Let’s say somebody is like this and you’re walking and you’re trying to get this photo and the phone’s in the way and move them out of the way. Get them out of your way. You are the hired photographer of that wedding there just to guest do your job and respectfully get the distractions out of the way. It’s part of being a professional photographer is knowing how to handle these situations. That’s where this sort of rant that Hannah put out there is getting a lot of heat from the photo industry because she, in my opinion, could done something about the situation at that given moment. She could have had a second photographer and assistant somebody to handle the situation so that she didn’t have to do it, or she could have handled it herself. But I am curious about what you would do in this situation. So comment down below and let me know and be sure to click that subscribe button so that you get the next video. I publish new videos every Monday and Thursday. You don’t want to miss it.

This Post Has 3 Comments

  1. I am not a wedding photographer, but an advanced amateur.
    I have recently attended two weddings and was disturbed by the phone photographer’s at both.
    At the first, my son’s, was a casual beach ceremony. There was little planning, I was asked in advance to take some traditional shots, no fee. I was the only one there with a “real” camera. Several times I had to move phone photographers who just stepped in front of me to get their shot. One was especially annoying as she had decided to video the whole ceremony for herself, even when I had staged the shot. Thank goodness for post processing to remove the phones and her arm.
    The second was a niece, who had hired a professional and clearly printed on the program that guest were to not take pictures of the ceremony. As soon as the processional started, out came the cell phones. There were others reminding the offenders to put their phone away, but there were still a dozen phones stuck out or held up. It may be a bad moment for the photographer, but is also a downer for the bride and her moment not being the way she wanted it.
    I agree the professional should have an assistant to correct these bad actors, but it is difficult without causing a disruption in the short ceremony. It is also why I take pictures of flora, landscapes, and birds.

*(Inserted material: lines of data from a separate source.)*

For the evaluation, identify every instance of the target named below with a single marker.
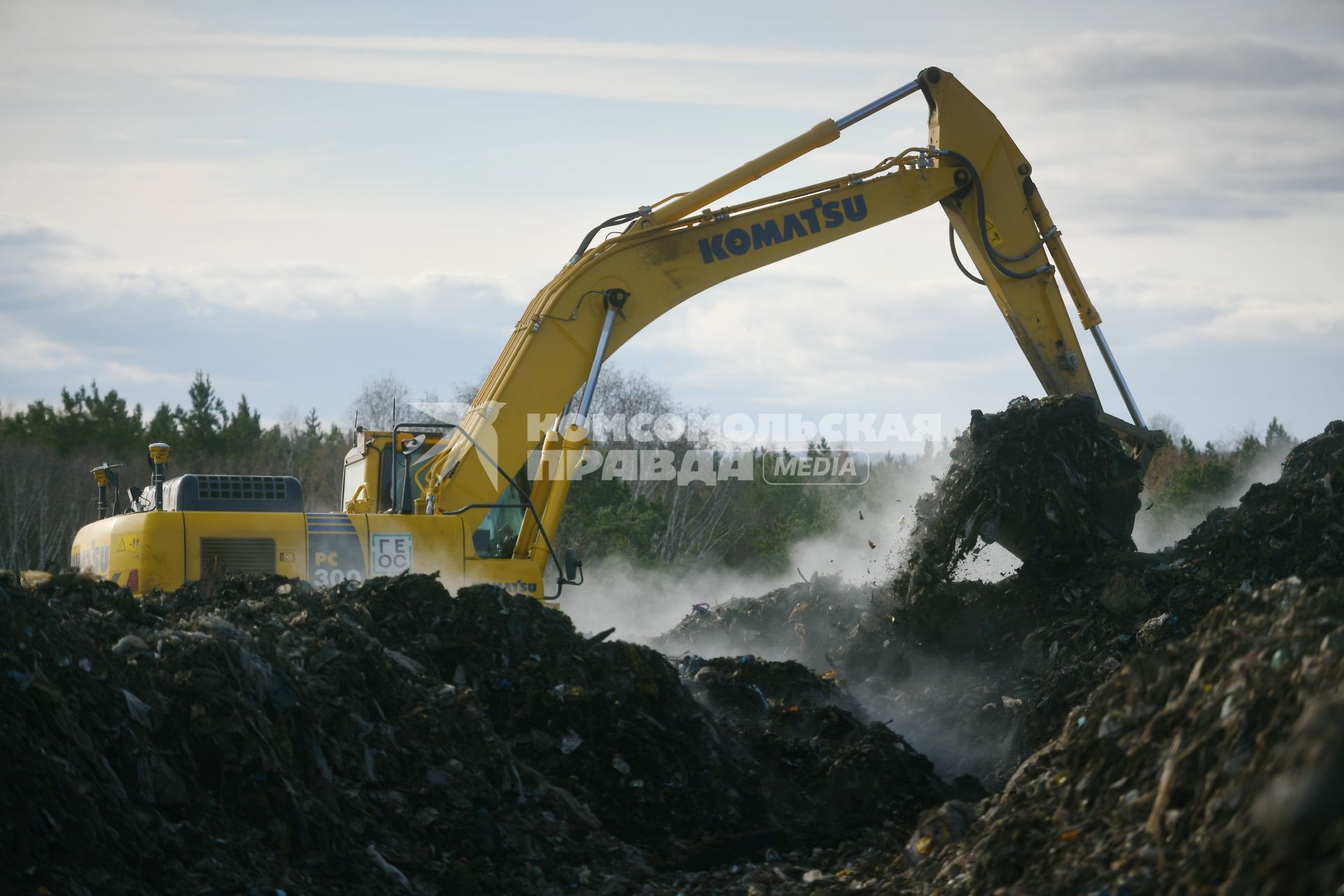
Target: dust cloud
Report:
(643, 603)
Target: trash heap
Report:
(1168, 723)
(980, 675)
(1214, 763)
(806, 622)
(260, 735)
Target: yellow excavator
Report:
(458, 498)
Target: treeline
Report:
(46, 491)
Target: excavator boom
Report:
(460, 498)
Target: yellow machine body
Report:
(468, 514)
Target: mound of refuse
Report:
(979, 675)
(258, 736)
(1215, 763)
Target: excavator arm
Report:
(680, 248)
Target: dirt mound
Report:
(980, 675)
(1215, 762)
(806, 622)
(390, 736)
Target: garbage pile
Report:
(806, 622)
(980, 675)
(1167, 723)
(260, 735)
(1214, 763)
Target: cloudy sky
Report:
(299, 197)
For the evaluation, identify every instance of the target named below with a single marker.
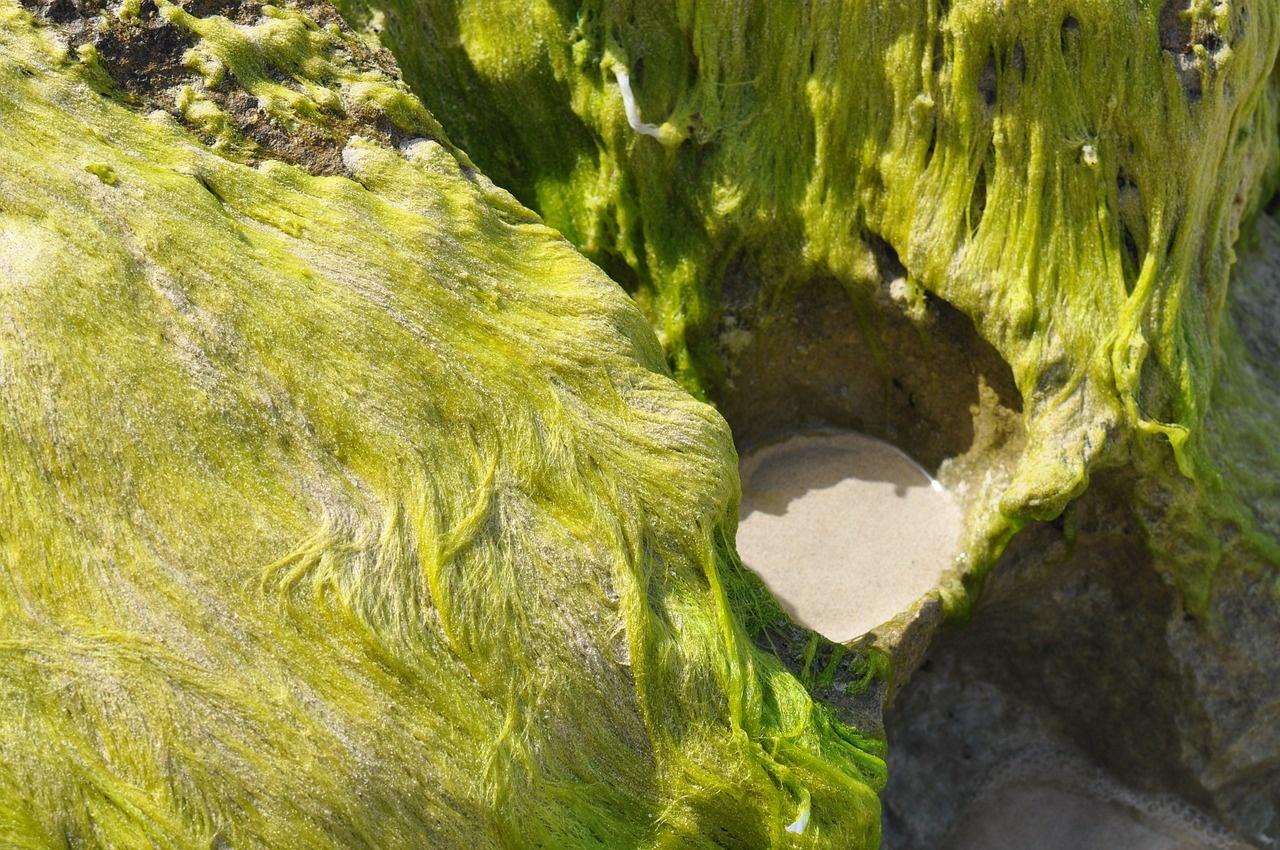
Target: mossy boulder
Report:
(1025, 242)
(344, 505)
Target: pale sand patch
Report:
(844, 529)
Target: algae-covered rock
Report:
(344, 505)
(1008, 237)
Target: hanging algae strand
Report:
(666, 133)
(374, 522)
(1045, 168)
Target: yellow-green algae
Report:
(355, 512)
(1072, 174)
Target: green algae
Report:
(1073, 176)
(353, 511)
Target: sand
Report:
(845, 530)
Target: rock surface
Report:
(342, 502)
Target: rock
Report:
(1027, 245)
(344, 505)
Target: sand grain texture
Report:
(845, 530)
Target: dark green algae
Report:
(1073, 176)
(344, 505)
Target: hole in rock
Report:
(845, 530)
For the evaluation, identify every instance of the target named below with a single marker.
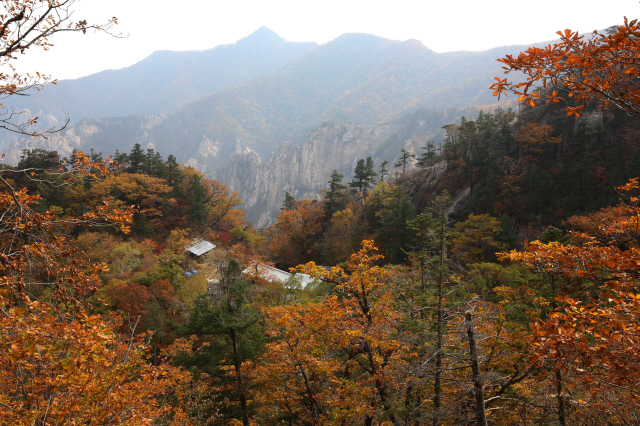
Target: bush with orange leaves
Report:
(593, 334)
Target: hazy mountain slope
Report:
(304, 170)
(165, 80)
(356, 77)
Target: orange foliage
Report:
(594, 332)
(59, 370)
(296, 233)
(600, 68)
(335, 362)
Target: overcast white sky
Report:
(202, 24)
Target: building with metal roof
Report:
(200, 247)
(274, 274)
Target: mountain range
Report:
(204, 107)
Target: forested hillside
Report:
(356, 77)
(489, 280)
(164, 81)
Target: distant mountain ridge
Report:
(359, 77)
(164, 81)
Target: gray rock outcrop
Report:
(304, 170)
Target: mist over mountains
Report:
(258, 93)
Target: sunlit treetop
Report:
(600, 68)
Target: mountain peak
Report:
(262, 35)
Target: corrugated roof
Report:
(270, 273)
(200, 247)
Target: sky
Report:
(441, 25)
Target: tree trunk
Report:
(561, 414)
(481, 418)
(236, 365)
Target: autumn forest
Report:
(487, 279)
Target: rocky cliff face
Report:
(304, 170)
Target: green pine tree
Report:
(404, 159)
(136, 159)
(289, 202)
(231, 326)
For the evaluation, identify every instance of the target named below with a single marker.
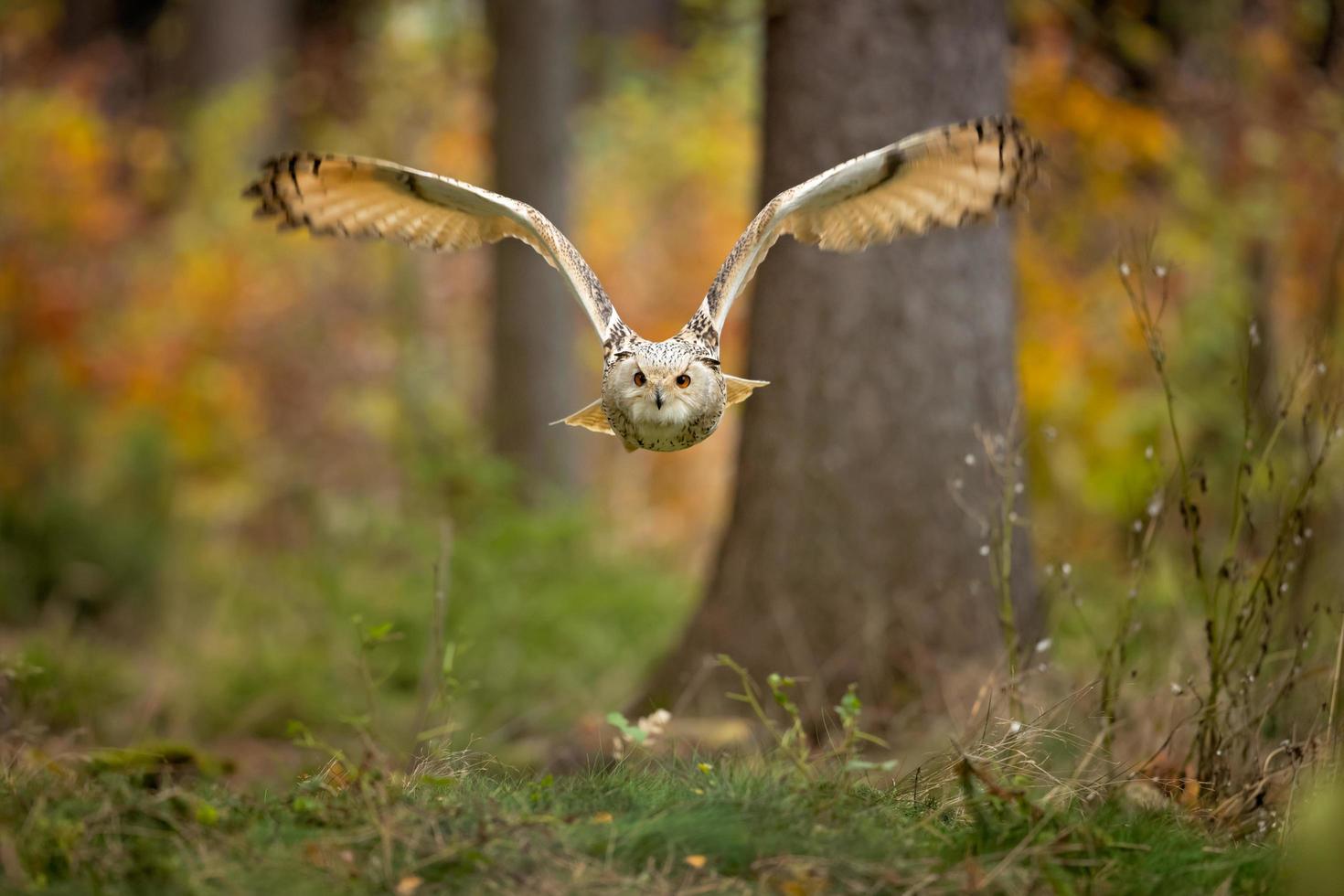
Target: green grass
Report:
(131, 824)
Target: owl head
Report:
(666, 384)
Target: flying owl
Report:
(669, 395)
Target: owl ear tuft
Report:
(591, 418)
(740, 389)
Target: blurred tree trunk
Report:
(846, 558)
(231, 39)
(535, 323)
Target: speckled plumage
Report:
(669, 395)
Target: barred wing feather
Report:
(941, 177)
(372, 199)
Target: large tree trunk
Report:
(535, 321)
(846, 558)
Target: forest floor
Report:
(169, 822)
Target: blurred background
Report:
(226, 457)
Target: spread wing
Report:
(366, 197)
(943, 177)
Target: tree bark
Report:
(535, 323)
(846, 558)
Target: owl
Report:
(669, 395)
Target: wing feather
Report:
(941, 177)
(372, 199)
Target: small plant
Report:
(792, 741)
(1254, 650)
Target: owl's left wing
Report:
(941, 177)
(372, 199)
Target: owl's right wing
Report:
(941, 177)
(368, 197)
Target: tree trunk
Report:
(535, 318)
(231, 39)
(846, 558)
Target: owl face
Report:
(666, 391)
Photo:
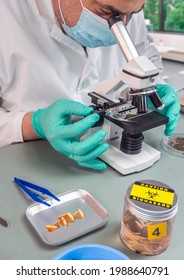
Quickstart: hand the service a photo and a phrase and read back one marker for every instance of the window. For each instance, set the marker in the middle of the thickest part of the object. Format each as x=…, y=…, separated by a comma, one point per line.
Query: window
x=164, y=15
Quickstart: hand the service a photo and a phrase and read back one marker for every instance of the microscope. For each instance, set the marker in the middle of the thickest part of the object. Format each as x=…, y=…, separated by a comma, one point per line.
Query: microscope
x=122, y=103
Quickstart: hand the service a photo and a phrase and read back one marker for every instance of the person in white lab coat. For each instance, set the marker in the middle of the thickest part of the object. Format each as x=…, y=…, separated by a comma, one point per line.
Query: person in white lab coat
x=52, y=53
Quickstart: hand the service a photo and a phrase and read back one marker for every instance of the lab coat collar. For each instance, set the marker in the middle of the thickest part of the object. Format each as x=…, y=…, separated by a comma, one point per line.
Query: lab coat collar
x=66, y=40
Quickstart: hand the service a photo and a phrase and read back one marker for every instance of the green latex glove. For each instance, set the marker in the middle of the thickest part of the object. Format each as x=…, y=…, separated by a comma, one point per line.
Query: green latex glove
x=54, y=124
x=172, y=106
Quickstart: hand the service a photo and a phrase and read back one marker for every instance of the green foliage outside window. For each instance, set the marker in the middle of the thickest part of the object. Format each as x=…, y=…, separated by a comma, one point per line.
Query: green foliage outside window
x=165, y=15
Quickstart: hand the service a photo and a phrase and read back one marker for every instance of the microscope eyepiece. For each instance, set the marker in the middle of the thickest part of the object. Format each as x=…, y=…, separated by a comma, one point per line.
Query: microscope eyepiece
x=113, y=19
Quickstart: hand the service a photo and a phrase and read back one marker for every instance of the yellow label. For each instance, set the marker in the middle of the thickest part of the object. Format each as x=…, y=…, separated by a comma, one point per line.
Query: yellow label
x=157, y=231
x=151, y=194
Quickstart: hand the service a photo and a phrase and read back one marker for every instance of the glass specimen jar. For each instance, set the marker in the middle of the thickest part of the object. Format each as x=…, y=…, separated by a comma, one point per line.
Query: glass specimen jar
x=149, y=212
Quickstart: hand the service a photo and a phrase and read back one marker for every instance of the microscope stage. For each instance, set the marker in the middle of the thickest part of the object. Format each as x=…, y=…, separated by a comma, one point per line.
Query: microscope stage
x=125, y=163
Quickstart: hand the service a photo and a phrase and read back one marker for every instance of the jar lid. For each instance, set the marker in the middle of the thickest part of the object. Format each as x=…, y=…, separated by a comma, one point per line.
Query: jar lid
x=151, y=200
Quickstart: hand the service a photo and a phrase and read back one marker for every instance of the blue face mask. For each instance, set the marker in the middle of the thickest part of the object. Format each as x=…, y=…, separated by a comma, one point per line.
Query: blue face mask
x=91, y=30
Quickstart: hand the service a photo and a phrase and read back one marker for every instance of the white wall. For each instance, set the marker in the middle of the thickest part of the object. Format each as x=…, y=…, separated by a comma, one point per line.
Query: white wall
x=172, y=40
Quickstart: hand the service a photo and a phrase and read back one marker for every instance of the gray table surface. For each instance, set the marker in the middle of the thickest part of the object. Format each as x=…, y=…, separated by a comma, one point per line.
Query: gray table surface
x=37, y=162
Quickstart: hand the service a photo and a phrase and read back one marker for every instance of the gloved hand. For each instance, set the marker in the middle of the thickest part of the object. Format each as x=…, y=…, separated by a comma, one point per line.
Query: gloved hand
x=172, y=106
x=54, y=124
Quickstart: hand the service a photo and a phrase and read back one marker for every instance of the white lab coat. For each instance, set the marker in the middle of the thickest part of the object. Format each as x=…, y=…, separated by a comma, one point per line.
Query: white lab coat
x=39, y=64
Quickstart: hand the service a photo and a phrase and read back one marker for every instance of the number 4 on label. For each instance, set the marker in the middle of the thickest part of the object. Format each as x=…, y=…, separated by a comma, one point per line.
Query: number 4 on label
x=157, y=231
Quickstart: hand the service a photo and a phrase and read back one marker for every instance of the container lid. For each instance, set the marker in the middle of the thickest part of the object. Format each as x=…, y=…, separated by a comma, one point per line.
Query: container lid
x=174, y=144
x=91, y=252
x=151, y=199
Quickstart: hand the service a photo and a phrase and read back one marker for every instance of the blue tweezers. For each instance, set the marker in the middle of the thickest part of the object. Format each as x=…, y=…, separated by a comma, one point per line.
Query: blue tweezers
x=35, y=196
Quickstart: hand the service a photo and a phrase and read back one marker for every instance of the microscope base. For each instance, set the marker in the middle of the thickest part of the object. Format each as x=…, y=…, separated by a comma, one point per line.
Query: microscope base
x=125, y=163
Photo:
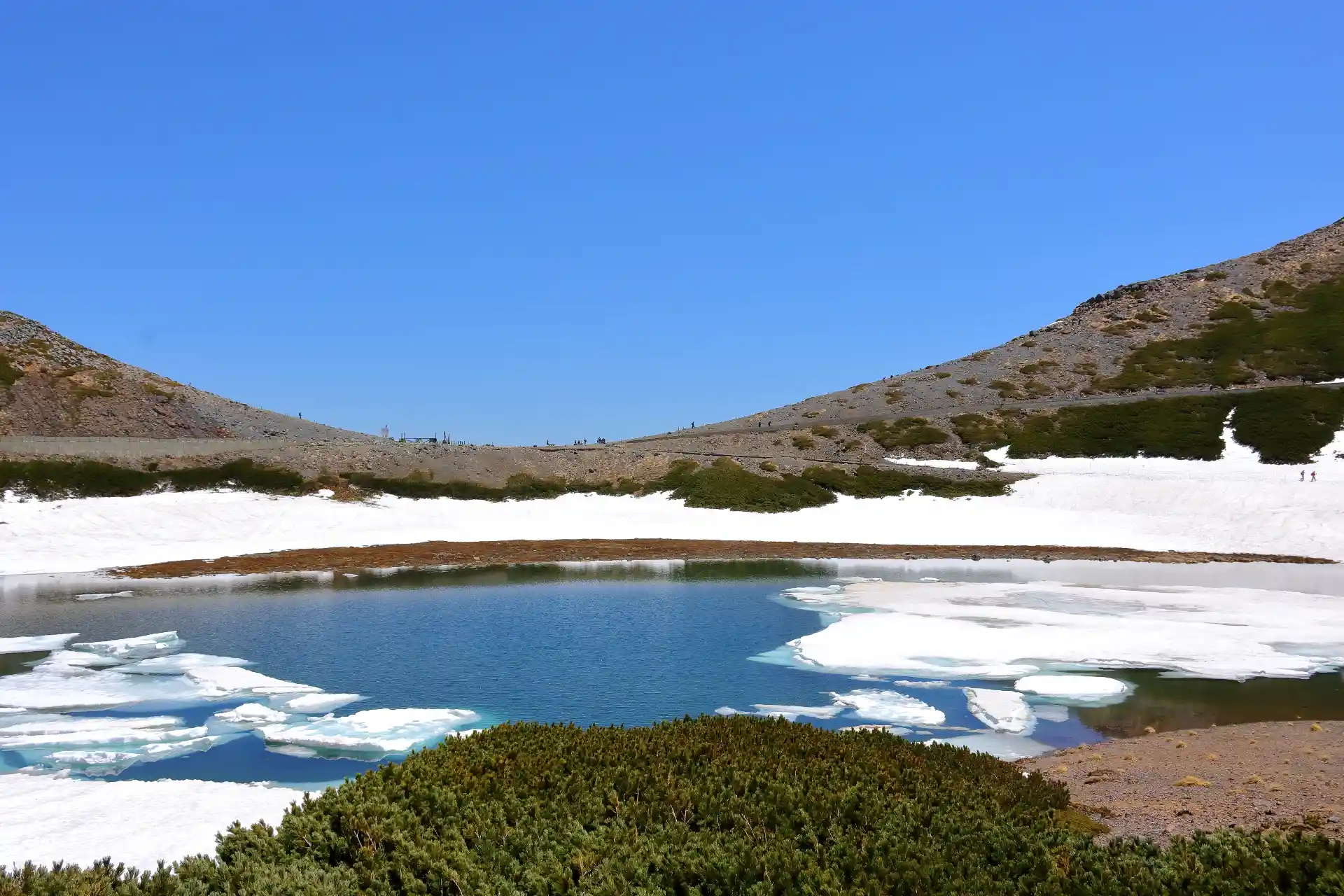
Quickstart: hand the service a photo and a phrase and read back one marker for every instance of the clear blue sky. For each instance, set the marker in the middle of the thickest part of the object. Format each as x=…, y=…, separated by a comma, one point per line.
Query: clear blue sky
x=530, y=220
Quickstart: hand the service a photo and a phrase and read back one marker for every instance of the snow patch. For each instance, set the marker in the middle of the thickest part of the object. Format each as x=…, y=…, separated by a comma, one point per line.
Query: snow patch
x=314, y=703
x=890, y=707
x=36, y=644
x=137, y=822
x=1003, y=711
x=1009, y=630
x=139, y=648
x=1085, y=690
x=1007, y=747
x=1234, y=504
x=252, y=715
x=371, y=731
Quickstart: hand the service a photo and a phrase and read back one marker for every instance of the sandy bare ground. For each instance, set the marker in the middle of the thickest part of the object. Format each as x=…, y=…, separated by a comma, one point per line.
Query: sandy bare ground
x=1275, y=774
x=433, y=554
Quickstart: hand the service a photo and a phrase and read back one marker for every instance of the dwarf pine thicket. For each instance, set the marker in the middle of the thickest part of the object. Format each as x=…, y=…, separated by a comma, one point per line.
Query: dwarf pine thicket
x=704, y=806
x=1303, y=337
x=723, y=484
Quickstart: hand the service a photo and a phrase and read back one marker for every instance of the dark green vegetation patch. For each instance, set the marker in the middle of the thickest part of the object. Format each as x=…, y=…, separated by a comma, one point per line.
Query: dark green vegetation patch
x=727, y=485
x=704, y=806
x=8, y=372
x=724, y=484
x=1184, y=428
x=909, y=431
x=1306, y=340
x=1284, y=425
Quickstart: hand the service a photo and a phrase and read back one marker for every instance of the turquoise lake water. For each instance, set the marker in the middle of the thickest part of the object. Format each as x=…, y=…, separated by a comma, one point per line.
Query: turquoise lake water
x=625, y=645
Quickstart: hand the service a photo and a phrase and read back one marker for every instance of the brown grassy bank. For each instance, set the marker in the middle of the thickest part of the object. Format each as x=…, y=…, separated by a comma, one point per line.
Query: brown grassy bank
x=430, y=554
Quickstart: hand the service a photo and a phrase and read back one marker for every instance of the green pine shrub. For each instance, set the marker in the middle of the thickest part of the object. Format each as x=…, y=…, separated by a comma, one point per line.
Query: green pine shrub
x=1303, y=340
x=704, y=806
x=909, y=431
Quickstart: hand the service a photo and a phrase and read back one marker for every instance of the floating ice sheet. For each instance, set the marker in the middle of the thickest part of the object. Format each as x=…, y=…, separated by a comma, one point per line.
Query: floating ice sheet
x=371, y=732
x=1081, y=690
x=1003, y=711
x=136, y=821
x=77, y=688
x=226, y=681
x=181, y=663
x=252, y=715
x=1050, y=711
x=1011, y=630
x=36, y=644
x=139, y=648
x=890, y=707
x=995, y=743
x=314, y=703
x=41, y=729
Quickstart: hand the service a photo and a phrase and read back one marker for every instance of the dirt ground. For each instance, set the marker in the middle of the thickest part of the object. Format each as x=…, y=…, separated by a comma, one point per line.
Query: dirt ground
x=1276, y=774
x=470, y=554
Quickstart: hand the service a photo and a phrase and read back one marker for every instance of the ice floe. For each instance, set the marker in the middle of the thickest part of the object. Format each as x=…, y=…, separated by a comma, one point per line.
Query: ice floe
x=139, y=648
x=179, y=663
x=1011, y=630
x=252, y=715
x=36, y=644
x=314, y=703
x=1050, y=711
x=1003, y=711
x=371, y=731
x=230, y=681
x=148, y=672
x=136, y=821
x=1007, y=747
x=1082, y=690
x=891, y=707
x=104, y=596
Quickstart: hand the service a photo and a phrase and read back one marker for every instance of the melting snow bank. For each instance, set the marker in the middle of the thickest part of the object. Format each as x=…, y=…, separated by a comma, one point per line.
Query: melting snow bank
x=137, y=822
x=890, y=707
x=1008, y=630
x=372, y=732
x=1084, y=691
x=1230, y=505
x=1007, y=747
x=147, y=673
x=1002, y=711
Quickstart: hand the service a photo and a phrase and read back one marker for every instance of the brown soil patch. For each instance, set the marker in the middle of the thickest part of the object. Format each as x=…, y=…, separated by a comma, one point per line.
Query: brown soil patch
x=1275, y=774
x=432, y=554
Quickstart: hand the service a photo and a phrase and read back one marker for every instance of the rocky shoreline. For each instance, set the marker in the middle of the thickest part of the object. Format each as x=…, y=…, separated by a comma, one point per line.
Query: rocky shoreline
x=1265, y=776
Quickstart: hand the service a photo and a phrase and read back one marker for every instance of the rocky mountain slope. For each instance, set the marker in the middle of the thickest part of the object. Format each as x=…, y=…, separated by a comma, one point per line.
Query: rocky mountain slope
x=52, y=386
x=1094, y=354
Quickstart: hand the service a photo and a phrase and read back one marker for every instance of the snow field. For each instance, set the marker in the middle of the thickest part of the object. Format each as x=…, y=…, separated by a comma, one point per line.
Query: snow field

  2. I have to say I haven’t had someone actually stick their phone directly into the aisle like this when I have been shooting a wedding. In this case, I would have simply walked up and got another shot. People are going to pull their phones out even when the bride and groom have asked people not to have them out.

  3. I get where you are coming from with this, but as a full-time wedding photographer, I can tell you that moment where the bride is coming down the aisle and Uncle Bob is holding his iPad in your lens can be a VERY brief moment. The number of photos you get of that moment really depends on the length of the aisle. A lot of the weddings I shoot are small to mid-sized and the aisles are not very long at all. In a lot of cases, as a photographer, you don’t have a lot of choice but to let Uncle Bob do his thing and try your best to shoot around him. There usually isn’t a lot of time to handle things diplomatically. That’s why there are so many clips online of photographers quite literally pushing people out of the way of the shot. As far as having as assistant, I would rather them be grabbing another angle of the moment in case Uncle Bob decides to camp out. I understand people are excited on a wedding day. It IS exciting, and in this day and age it is only natural to pull out your phone for everything. I tell myself it’s totally a gesture of love and enthusiasm on Uncle Bob’s part, but it also seems like an act of courtesy not to be focused on your cell phone during a wedding ceremony. No one’s fault really, and not to say that this photographer in question handled it right or wrong, but weddings are a league all their own in regard to being ready for anything. That’s for sure.